2.2.2 CHOP通过死亡受体途径诱导细胞凋亡

内质网应激也能够通过外援途径介导细胞死亡。死亡受体(DR)DR4或DR5与死亡配体(Fas、TNF、TRAIL)结合从而引起细胞凋亡[25]。DR5基因位于8p染色体上，具有两个剪接变体。PERK-ATF4-CHOP途径可通过与死亡受体途径结合并上调死DR4和DR5的表达，而CHOP作为转录因子对DR5的表达起着关键性的调控作用[26]。在DR5启动子-276和-264之间具有CHOP的结合位点(+1表示翻译的起始位点)[27]。此外，ER应激可激活TRAIL-R1/DR4死亡受体。CHOP与磷酸化转录因子JUN相互作用形成复合物，该复合物与DR4的启动子区域结合。CHOP的N末端结构域与磷酸化的JUN相互作用，形成调节DR4和DR5表达的复合物。

研究表明，CHOP-DR5通路会让癌细胞对活性氧(ROS)介导的外源性凋亡信号敏感[28]。当内质网应激不可逆时，PERK-CHOP功能将持续存在，从而使DR5 mRNA升高。ER和高尔基体中DR5的积累可以驱动死亡受体5(DR5L)的长剪接变体多聚化，DR5L促进死亡诱导信号复合物(DISC)的形成并激活caspase-8[29]。caspase-8的激活还可以促使位于细胞质中的BID裂解为tBID[30]。tBID具有强大的促凋亡活性，并且可以通过BAK和BAX作用于线粒体膜，从而导致Cyt-C释放。随后，通过外源和内源性途径导致凋亡[31]。

2.2.3 CHOP通过其他途径诱导细胞凋亡

除了通过内源性和外源性途径介导凋亡外，CHOP还可以通过其他途径介导凋亡。

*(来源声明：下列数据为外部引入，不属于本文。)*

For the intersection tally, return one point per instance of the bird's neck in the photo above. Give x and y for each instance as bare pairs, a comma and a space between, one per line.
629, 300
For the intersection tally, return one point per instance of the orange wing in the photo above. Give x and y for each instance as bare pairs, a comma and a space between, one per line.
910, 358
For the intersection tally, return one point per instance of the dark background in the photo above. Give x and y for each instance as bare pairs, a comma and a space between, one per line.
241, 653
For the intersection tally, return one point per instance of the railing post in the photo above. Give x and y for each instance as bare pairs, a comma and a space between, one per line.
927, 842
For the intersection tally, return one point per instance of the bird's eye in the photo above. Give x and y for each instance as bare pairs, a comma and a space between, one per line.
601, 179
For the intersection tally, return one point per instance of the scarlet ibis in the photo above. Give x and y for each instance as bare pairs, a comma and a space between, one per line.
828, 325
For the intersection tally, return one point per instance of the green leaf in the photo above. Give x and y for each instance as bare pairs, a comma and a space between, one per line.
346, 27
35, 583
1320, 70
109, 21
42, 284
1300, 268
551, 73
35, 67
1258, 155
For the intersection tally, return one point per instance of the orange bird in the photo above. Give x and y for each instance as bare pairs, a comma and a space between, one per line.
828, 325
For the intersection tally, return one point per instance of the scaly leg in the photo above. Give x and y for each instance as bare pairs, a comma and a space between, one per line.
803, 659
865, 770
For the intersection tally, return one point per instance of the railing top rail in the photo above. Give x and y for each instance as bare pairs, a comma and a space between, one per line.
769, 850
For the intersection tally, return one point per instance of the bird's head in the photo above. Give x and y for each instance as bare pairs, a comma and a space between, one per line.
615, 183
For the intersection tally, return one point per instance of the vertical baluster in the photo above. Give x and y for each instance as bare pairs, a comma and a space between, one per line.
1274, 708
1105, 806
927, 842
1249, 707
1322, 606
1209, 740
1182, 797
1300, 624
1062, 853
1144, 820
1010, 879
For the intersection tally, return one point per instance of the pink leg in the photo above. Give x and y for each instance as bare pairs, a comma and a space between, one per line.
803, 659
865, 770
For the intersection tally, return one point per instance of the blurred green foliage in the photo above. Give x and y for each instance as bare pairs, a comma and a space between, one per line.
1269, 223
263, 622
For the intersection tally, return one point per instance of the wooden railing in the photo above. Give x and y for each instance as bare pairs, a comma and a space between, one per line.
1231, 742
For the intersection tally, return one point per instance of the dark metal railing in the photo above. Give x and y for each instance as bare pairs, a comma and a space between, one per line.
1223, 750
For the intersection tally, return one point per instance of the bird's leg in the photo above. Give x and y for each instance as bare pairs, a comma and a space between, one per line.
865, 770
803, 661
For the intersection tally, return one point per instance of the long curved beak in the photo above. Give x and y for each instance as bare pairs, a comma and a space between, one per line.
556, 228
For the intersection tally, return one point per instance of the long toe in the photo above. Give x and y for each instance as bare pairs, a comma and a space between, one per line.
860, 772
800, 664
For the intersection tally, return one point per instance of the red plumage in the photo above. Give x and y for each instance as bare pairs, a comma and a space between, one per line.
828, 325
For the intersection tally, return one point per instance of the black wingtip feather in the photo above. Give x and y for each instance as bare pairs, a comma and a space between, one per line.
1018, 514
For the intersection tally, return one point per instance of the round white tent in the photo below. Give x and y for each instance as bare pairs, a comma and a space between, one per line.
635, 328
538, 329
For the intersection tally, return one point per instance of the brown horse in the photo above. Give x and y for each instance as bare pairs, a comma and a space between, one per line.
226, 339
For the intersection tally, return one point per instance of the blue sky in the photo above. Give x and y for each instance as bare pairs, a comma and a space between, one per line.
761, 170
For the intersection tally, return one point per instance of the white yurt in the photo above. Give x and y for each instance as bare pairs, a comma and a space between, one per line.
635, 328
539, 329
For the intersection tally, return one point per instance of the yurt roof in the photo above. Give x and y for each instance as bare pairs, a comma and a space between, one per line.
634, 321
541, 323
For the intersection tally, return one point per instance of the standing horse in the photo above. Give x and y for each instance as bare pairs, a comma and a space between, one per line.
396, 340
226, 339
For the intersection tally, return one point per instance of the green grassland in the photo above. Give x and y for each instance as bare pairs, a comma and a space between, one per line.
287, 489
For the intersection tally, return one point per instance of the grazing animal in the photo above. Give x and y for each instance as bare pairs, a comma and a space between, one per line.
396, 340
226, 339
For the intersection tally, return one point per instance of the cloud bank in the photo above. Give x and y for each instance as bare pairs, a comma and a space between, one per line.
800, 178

CHOP能够增加ER还原酶基因的表达，ER还原酶基因可以催化蛋白二硫键异构酶(PDI)氧化，从而导致ER中H2O2产生并进入细胞质，诱导ROS的生成进而导致细胞凋亡和炎症反应。ER中ROS浓度过高时，会激活IP3R1钙离子释放通道，从而使钙离子进入细胞质[32]。细胞质中的钙离子通过激活钙敏感激酶CaMKII(钙依赖性蛋白激酶)和细胞膜上NADPH氧化酶的亚基NOX2进一步促进ROS释放，继而激活CHOP的转录，导致细胞凋亡[33]。此外，ROS清除剂可以减弱PERK/eIF2α/CHOP途径相关蛋白的表达[34]。

GADD34也是CHOP下游的一种促凋亡靶点。GADD34可以促进磷酸化eIF2的去磷酸化，从而恢复蛋白质翻译。在CHOP-/-细胞中，GADD34表达受损可降低蛋白负荷和内质网应激[35]。

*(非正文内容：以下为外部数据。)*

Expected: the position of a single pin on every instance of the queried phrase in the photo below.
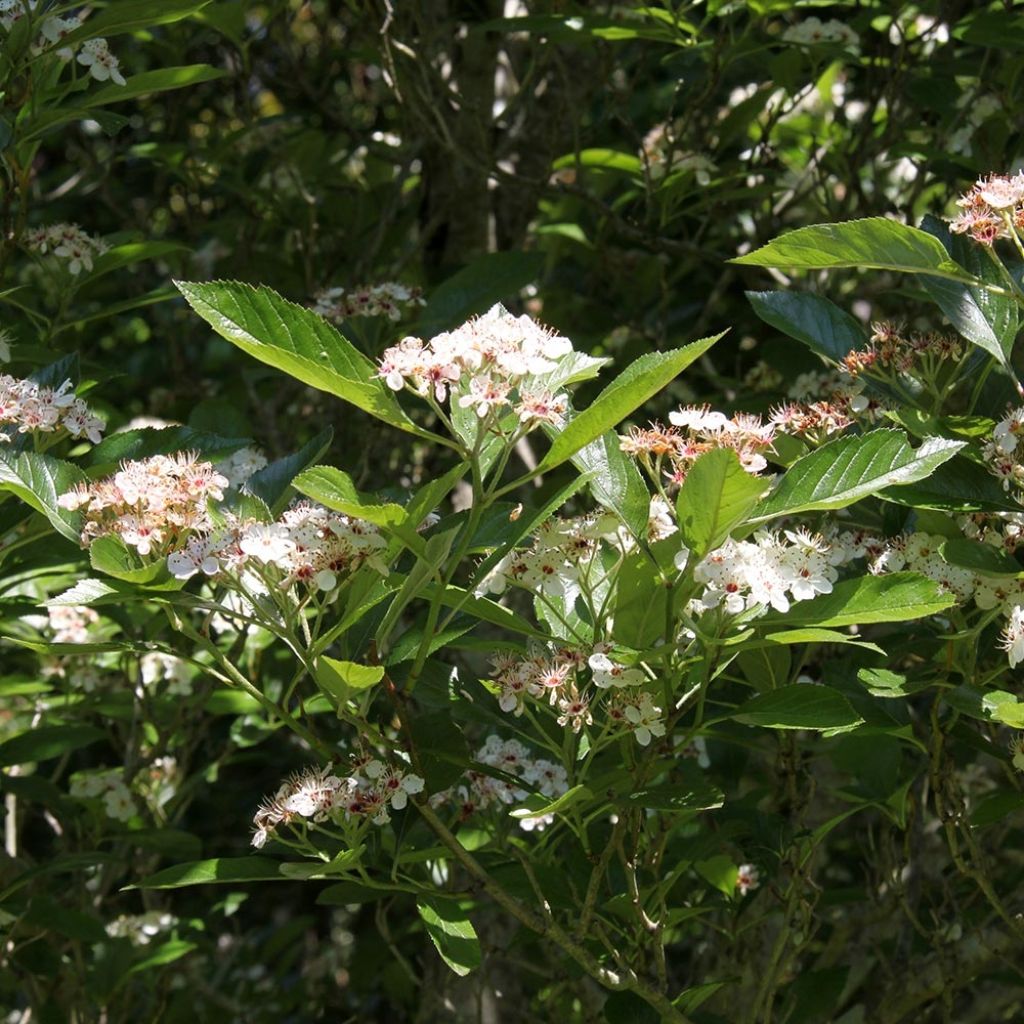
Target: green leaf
(850, 468)
(47, 741)
(452, 933)
(147, 441)
(39, 480)
(112, 556)
(295, 340)
(989, 320)
(875, 243)
(802, 706)
(130, 15)
(272, 483)
(717, 495)
(334, 488)
(817, 323)
(218, 870)
(476, 288)
(628, 391)
(893, 598)
(979, 557)
(538, 807)
(162, 80)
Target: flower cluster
(31, 408)
(140, 929)
(693, 430)
(1003, 452)
(570, 681)
(517, 773)
(491, 364)
(71, 623)
(992, 209)
(387, 299)
(111, 787)
(151, 504)
(316, 795)
(812, 31)
(309, 544)
(660, 157)
(68, 243)
(768, 570)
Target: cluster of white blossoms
(670, 452)
(111, 787)
(141, 929)
(921, 552)
(69, 243)
(156, 668)
(239, 466)
(660, 156)
(992, 209)
(152, 504)
(71, 623)
(812, 31)
(31, 409)
(1004, 453)
(562, 550)
(521, 774)
(316, 795)
(308, 544)
(387, 299)
(570, 681)
(492, 364)
(770, 570)
(93, 54)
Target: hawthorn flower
(644, 719)
(748, 878)
(102, 65)
(1012, 640)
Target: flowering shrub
(537, 665)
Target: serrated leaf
(217, 870)
(873, 243)
(638, 382)
(717, 496)
(811, 318)
(802, 706)
(295, 340)
(39, 480)
(272, 483)
(47, 741)
(851, 468)
(334, 488)
(474, 289)
(893, 598)
(452, 933)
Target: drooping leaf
(896, 597)
(801, 706)
(811, 318)
(873, 243)
(851, 468)
(334, 488)
(39, 480)
(452, 933)
(717, 495)
(272, 483)
(295, 340)
(47, 741)
(627, 392)
(474, 289)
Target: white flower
(101, 64)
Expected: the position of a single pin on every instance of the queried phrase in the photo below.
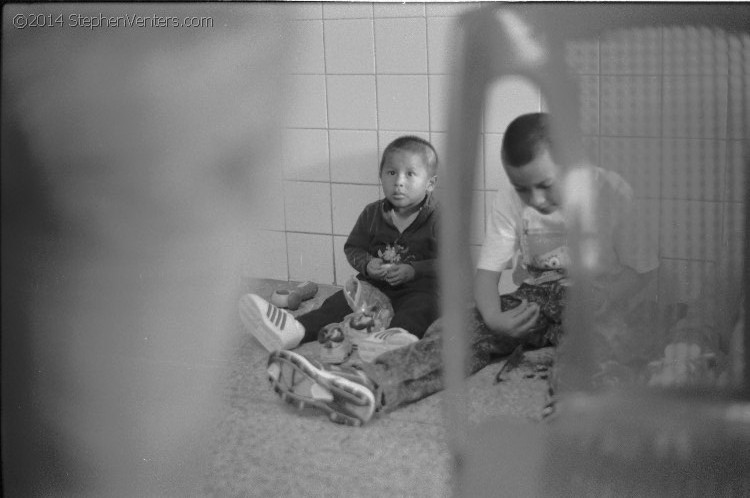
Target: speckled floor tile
(266, 447)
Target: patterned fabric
(375, 232)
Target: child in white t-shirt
(531, 221)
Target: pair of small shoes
(277, 329)
(274, 328)
(374, 344)
(346, 394)
(365, 331)
(338, 341)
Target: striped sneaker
(273, 327)
(346, 394)
(373, 345)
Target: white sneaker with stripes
(374, 344)
(274, 328)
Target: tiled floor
(267, 448)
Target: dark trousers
(414, 311)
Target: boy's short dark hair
(524, 138)
(417, 145)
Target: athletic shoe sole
(259, 318)
(300, 383)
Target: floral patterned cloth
(414, 372)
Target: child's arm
(516, 322)
(356, 247)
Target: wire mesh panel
(653, 396)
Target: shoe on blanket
(335, 347)
(273, 327)
(346, 394)
(370, 346)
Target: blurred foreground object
(133, 158)
(609, 439)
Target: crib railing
(693, 428)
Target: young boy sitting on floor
(528, 220)
(403, 225)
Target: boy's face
(538, 182)
(405, 179)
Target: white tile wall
(659, 106)
(354, 156)
(630, 106)
(308, 94)
(307, 206)
(402, 102)
(267, 256)
(351, 102)
(693, 169)
(307, 53)
(348, 203)
(398, 9)
(443, 45)
(305, 154)
(344, 10)
(637, 160)
(510, 97)
(349, 46)
(310, 257)
(342, 266)
(401, 46)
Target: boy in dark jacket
(393, 246)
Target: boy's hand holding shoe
(399, 274)
(375, 269)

CHOP过度表达会导致细胞周期停滞并导致细胞凋亡。同时，CHOP还可以通过抑制细胞周期调节蛋白p21的表达来引起细胞死亡。p21蛋白不仅抑制细胞周期的G1期，而且与凋亡前因子的活性密切相关[36]。

有研究发现，CHOP通过与FOXO3A和AP-1复合蛋白cJUN相互作用来调节仅含有BH3结构的蛋白表达，从而导致其磷酸化。CHOP的敲低阻止了其下游目标FOXO3a(Thr32)的去磷酸化[37]。

从理论上讲，CHOP依赖性细胞凋亡主要是通过直接或间接改变促凋亡或抗凋亡基因的表达来介导的。总的来说，凋亡途径是由CHOP的下游靶标介导的。然而，发生这种情况的分子相互作用机理仍有待了解。

3 结论与展望

维持内质网的动态平衡是细胞的重要特性，但是内质网应激也会导致细胞凋亡。当内质网发生过度应激时，细胞启动凋亡程序，从而触发细胞死亡。越来越多的研究表明，内质网应激与许多人类疾病的发病机制有关。神经退行性疾病的发病机理可能与蛋白质错误折叠息息相关，关键功能蛋白的许多突变与CHOP的上调有关，例如内质网应激可能在包括阿尔茨海默病在内的许多疾病的病理生理中起作用[38]。此外，大量证据表明，CHOP依赖的细胞死亡途径可能与小鼠从心脏肥大到心力衰竭的转变有关[39]。心肌梗死后大鼠心力衰竭中心肌细胞中CHOP，caspase-12和GRP78的表达下调。在肿瘤微环境中，缺氧、酸性pH、血管形成不良等都是ER应激的激活因子，已经证明CHOP可在ER应激中触发肿瘤细胞死亡。CHOP诱导的凋亡在病毒或细菌感染期间也起着关键作用[40]。但关于CHOP在各种生理和病理条件下的作用，仍有许多问题需要解答。因此，有必要清楚地阐明CHOP诱导的凋亡途径。